Extract Data from PDFs using Vectorize Iris
note
The API is currently in Beta.
Learn how to use the Vectorize API to extract text from unstructured data (PDF, Documents, images, and more) using Vectorize Iris.
Prerequisites
Before you begin, you'll need:
- A Vectorize account
- An API access token (how to create one)
- Your organization ID (see below)
Finding your Organization ID
Your organization ID is in the Vectorize platform URL:
https://platform.vectorize.io/organization/[YOUR-ORG-ID]
For example, if your URL is:
https://platform.vectorize.io/organization/ecf3fa1d-30d0-4df1-8af6-f4852bc851cb
Your organization ID is: ecf3fa1d-30d0-4df1-8af6-f4852bc851cb
Start the extraction
First, we need to upload the file that we want to extract text from.
- Python
- Node.js
import urllib3
import os
# Initialize the client
api = v.ApiClient(v.Configuration(access_token="your-api-token"))
# Create API instances
files_api = v.FilesApi(api)
extraction_api = v.ExtractionApi(api)
# File details
content_type = "application/pdf"
file_path = "path/to/file.pdf"
# Start file upload
start_file_upload_response = files_api.start_file_upload(
"your-organization-id",
start_file_upload_request=v.StartFileUploadRequest(
content_type=content_type,
name="My file.pdf",
)
)
# Upload the file
http = urllib3.PoolManager()
with open(file_path, "rb") as f:
response = http.request(
"PUT",
start_file_upload_response.upload_url,
body=f,
headers={
"Content-Type": content_type,
"Content-Length": str(os.path.getsize(file_path))
}
)
if response.status != 200:
print("Upload failed:", response.data)
else:
print("Upload successful")
# Start extraction
response = extraction_api.start_extraction(
"your-organization-id",
start_extraction_request=v.StartExtractionRequest(
file_id=start_file_upload_response.file_id
)
)
extraction_id = response.extraction_id
const { FilesApi, ExtractionApi, StartFileUploadRequest, StartExtractionRequest } = vectorize;
// Initialize the client
const apiConfig = {
basePath: 'https://api.vectorize.io',
accessToken: 'your-api-token'
};
// Create API instances
const filesApi = new FilesApi(apiConfig);
const extractionApi = new ExtractionApi(apiConfig);
// File details
const contentType = "application/pdf";
const filePath = "path/to/file.pdf";
// Start file upload
const startFileUploadResponse = await filesApi.startFileUpload({
organizationId: "your-organization-id",
startFileUploadRequest: {
contentType: contentType,
name: "My file.pdf"
}
});
// Upload the file
const fileBuffer = fs.readFileSync(filePath);
const fileStats = fs.statSync(filePath);
const uploadResponse = await fetch(startFileUploadResponse.uploadUrl, {
method: 'PUT',
body: fileBuffer,
headers: {
'Content-Type': contentType,
'Content-Length': fileStats.size.toString()
}
});
if (uploadResponse.status !== 200) {
const errorText = await uploadResponse.text();
console.log("Upload failed:", errorText);
} else {
console.log("Upload successful");
}
// Start extraction
const response = await extractionApi.startExtraction({
organizationId: "your-organization-id",
startExtractionRequest: {
fileId: startFileUploadResponse.fileId
}
});
const extractionId = response.extractionId;
Get the Extraction result
Extraction runs asynchronously.

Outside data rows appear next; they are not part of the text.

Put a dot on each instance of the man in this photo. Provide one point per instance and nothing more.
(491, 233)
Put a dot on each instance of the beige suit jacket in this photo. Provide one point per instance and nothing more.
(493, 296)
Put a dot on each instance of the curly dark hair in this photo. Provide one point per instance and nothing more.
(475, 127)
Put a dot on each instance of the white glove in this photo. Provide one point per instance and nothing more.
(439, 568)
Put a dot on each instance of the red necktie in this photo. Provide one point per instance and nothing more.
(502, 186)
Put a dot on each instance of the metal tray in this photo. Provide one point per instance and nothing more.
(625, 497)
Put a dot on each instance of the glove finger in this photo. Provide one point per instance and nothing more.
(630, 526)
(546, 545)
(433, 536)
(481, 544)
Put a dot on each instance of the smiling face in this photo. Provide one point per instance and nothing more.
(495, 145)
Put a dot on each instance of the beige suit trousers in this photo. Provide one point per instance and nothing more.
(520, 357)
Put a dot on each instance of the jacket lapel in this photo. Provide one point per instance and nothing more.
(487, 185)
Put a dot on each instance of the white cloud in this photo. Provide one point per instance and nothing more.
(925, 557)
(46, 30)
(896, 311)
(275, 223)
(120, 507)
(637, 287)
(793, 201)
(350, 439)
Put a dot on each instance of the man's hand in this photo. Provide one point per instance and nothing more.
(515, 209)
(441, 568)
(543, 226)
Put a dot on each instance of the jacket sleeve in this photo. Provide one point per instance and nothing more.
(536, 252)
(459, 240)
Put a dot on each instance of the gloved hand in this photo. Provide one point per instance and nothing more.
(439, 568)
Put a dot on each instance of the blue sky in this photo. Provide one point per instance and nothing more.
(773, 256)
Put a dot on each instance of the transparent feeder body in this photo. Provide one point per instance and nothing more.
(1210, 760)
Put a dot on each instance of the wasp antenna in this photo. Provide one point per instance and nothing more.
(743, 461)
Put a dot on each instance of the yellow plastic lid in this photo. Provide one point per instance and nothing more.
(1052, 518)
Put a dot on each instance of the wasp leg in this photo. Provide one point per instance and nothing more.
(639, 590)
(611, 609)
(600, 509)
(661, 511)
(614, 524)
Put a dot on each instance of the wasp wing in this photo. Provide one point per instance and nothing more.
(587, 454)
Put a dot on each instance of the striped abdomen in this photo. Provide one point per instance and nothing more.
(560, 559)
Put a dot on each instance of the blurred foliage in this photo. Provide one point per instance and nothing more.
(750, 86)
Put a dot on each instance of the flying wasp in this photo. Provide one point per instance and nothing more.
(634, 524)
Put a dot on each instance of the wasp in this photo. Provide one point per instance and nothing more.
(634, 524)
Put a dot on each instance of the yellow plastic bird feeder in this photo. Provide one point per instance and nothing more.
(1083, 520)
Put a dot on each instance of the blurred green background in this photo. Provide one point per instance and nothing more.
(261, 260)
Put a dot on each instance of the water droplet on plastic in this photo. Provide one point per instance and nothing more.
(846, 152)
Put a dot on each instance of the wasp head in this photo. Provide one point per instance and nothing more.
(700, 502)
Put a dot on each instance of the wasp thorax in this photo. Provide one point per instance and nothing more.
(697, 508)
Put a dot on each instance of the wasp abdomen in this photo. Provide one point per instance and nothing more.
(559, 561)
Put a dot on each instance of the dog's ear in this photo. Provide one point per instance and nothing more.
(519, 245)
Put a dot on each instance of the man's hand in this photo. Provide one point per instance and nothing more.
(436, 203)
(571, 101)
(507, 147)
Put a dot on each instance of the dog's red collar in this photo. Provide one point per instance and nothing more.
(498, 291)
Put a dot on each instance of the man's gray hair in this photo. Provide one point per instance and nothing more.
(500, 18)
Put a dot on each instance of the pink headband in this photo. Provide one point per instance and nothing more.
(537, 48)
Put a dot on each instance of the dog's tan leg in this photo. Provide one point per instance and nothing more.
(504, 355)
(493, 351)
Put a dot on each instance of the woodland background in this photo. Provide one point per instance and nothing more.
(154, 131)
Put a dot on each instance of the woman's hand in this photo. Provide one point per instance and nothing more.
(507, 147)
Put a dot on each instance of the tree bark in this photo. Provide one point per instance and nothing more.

Use the extraction ID to check the status and retrieve your results.
- Python
- Node.js
import time
while True:
response = extraction_api.get_extraction_result("your-organization-id", "your-extraction-id")
if response.ready:
if response.data.success:
print(response.data.text)
else:
print("Extraction failed:", response.data.error)
break
print("Extraction in progress...")
time.sleep(2) # Wait 2 seconds before checking again
while (true) {
const response = await extractionApi.getExtractionResult({
organizationId: "your-organization-id",
extractionId: "your-extraction-id"
});
if (response.ready) {
if (response.data.success) {
console.log(response.data.text);
} else {
console.log("Extraction failed:", response.data.error);
}
break;
}
console.log("Extraction in progress...");
await new Promise(resolve => setTimeout(resolve, 2000)); // Wait 2 seconds
}